Naturally occurring levels of arsenic in US soils range from 1.1 mg/kg to 97 mg/kg, averaging 7.2 mg/kg.  There is good evidence that these levels have not measurably changed over the past 50 years that they have been measured.6


The FDA suggests the best way for consumers to reduce the presence of inorganic arsenic in rice is to cook rice with a high volume of water and drain the excess water7.  This method can reduce from 40 to 60 percent of the inorganic arsenic content, depending on the type of rice.  While reducing the arsenic content, this method can also reduce the nutritional value of rice.  Brown rice has the least nutrient loss using this method.

Another method that has been widely discussed to reduce the presence of inorganic arsenic in rice is to rinse before cooking.  However, the FDA’s research shows that this method has minimal impact on inorganic arsenic in the cooked grain, but substantially reduces some of the key nutrients from the rice, particularly in white and parboiled rice.8

We are committed to providing great-tasting and healthy rice and rice products to our consumers, and will continue our efforts to understand and address this topic.  We will continue to share our findings with you as we move forward, and provide information from the scientific community to assist you in making informed decisions about your food choices.

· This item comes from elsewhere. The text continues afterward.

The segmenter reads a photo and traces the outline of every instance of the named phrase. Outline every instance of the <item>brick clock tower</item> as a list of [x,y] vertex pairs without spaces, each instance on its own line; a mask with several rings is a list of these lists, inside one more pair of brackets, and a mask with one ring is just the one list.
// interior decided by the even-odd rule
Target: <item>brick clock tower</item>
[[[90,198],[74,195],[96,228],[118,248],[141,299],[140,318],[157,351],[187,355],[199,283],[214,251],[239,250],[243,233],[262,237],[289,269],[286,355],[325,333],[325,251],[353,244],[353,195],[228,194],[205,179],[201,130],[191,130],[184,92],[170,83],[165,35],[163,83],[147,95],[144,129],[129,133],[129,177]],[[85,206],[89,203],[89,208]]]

1 Guidance for and Review of EPA’s iris Toxicological assessment of inorganic arsenic, National Academy of Sciences Proceedings, April 2013

2 Agency for Toxic Substances and Disease Registry (ATSDR), (2007) Toxicological profile for arsenic (update).  U.S. Department of Health and Human Services, Public Health Service, Atlanta, GA; European Food Safe Authority (EFSA) (2009).  Scientific opinion on arsenic in food, EFSA Journal 7(10):1351.

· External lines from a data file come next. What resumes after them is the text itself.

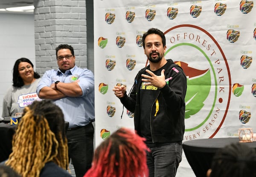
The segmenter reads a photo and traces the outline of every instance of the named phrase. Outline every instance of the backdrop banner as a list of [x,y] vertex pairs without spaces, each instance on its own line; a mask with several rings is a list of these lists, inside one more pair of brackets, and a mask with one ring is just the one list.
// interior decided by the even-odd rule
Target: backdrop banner
[[[151,28],[164,33],[165,58],[187,76],[183,141],[256,132],[256,10],[252,0],[95,0],[96,146],[134,128],[112,89],[124,84],[129,93],[148,64],[142,36]],[[176,176],[195,177],[183,158]]]

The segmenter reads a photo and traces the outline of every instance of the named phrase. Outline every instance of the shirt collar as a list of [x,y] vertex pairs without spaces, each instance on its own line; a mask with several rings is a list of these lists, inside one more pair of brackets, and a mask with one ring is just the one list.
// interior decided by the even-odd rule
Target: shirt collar
[[65,73],[62,73],[61,70],[60,70],[60,68],[58,68],[58,70],[57,71],[57,75],[59,75],[59,74],[64,74],[67,73],[67,74],[68,75],[72,75],[73,74],[72,73],[74,73],[75,70],[76,70],[76,69],[77,67],[76,66],[76,65],[75,65],[75,66],[73,67],[72,67],[71,69],[68,70],[67,70],[65,72]]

3 Commission Regulation (EU) 2015-1006, amending Regulation (EC) No 1881/2006 as regards maximum levels of inorganic arsenic in foodstuffs; http://eur-lex.europa.eu/legal-content/EN/TXT/HTML/?uri=CELEX:32015R1006&from=EN

4 Joint FAO/WHO Food Standards Programme, Codex Alimentarius Commission, Report of the Ninth Session of the Codex Committee on Contaminants in Foods, New Delhi, India, 16-20 March 2015. ftp://ftp.fao.org/codex/meetings/CCCF/CCCF8/cf08_INF1e.pdf

5 http://www.fda.gov/Food/FoodborneIllnessContaminants/Metals/ucm319870.htm

6 Chang, Andrew, et al., “Role of Fertilizer and Micronutrient applications on Arsenic, Cadmium and Lead Accumulation in California Cropland Soils, California Department of Food and Agriculture, 2004.